Were it not for President Richard Nixon’s ties to the town, bougainvillea-wrapped San Clemente may have remained a relatively unknown spot on the Pacific Coast. Not that it needed an excuse to rest on its laurels, but the heightened interest did help a bit.
San Clemente is a hub for surfing activity, a vacation spot, a home to ocean-and-sun worshippers; it holds a great amount of beauty along a considerable stretch of the rugged Pacific coastline.
Of course, I didn’t know much about any of this before I moved to the “Spanish Village by the Sea” – so named by its residents – four years ago. Despite being lured away after a near two-year residency by the bigger LA, and subsequently back to the even bigger and bustling NY, paying a visit to the town a week or so ago felt a little bit like returning ‘home’.

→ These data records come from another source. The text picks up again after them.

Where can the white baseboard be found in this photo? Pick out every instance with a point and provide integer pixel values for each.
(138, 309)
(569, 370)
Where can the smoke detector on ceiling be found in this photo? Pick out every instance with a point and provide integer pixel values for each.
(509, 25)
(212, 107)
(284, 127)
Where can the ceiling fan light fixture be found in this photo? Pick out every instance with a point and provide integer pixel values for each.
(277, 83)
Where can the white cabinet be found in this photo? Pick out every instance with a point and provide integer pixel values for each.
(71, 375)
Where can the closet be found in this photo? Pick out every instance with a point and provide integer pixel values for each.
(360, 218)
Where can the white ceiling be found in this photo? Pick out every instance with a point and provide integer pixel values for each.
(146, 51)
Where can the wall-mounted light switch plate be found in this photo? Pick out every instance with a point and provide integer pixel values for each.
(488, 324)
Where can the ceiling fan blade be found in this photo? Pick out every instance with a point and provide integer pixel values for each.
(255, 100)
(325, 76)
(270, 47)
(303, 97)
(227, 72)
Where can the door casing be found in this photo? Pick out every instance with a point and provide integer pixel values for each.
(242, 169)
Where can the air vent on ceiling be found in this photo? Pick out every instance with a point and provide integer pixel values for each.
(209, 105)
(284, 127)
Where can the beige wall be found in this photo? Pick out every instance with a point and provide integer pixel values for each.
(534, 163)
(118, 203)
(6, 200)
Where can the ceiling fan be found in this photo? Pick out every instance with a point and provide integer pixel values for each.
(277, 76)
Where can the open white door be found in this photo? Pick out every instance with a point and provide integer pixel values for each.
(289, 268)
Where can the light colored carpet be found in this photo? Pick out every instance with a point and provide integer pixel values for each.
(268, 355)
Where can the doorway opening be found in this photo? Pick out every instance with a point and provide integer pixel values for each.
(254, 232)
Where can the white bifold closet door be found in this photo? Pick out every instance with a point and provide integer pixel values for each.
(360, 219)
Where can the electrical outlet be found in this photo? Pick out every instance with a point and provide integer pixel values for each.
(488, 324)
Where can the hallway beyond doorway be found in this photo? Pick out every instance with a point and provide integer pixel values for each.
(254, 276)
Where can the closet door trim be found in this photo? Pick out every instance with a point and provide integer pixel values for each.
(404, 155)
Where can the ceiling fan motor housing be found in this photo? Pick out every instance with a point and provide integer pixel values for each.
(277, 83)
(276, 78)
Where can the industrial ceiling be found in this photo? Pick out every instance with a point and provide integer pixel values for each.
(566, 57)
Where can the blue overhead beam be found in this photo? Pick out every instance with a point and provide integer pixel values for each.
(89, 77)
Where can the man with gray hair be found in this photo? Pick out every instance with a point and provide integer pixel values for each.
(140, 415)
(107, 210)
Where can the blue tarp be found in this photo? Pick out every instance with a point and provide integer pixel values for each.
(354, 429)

Reflecting on my time in San Clemente, I cannot help but wax nostalgic; I associate a large part of myself with the town – something I didn’t realise until I’d left it. San Clemente played host during the first years of my thirties. It was there that I fell in love with the Southern Californian way of life: I embraced its lush colourful hilly landscape, and the dazzling ocean scapes that seemed to stretch to infinity; I reveled in its warm climate, and found comfort in San Clemente’s relaxed vibe. This is a town filled with precious moments; it is where I got engaged and married to my wonderful husband.
As I have written a short memoir of my time in San Clemente here: An Ode to San Clemente, I will continue that conversation by sharing slivers of facts and history along with a series of recently taken photos (as well as two borrowed vintage ones).
NB: it is no coincidence that the glistening Pacific is my favourite vista.
I hope you enjoy and take something away from the documentary.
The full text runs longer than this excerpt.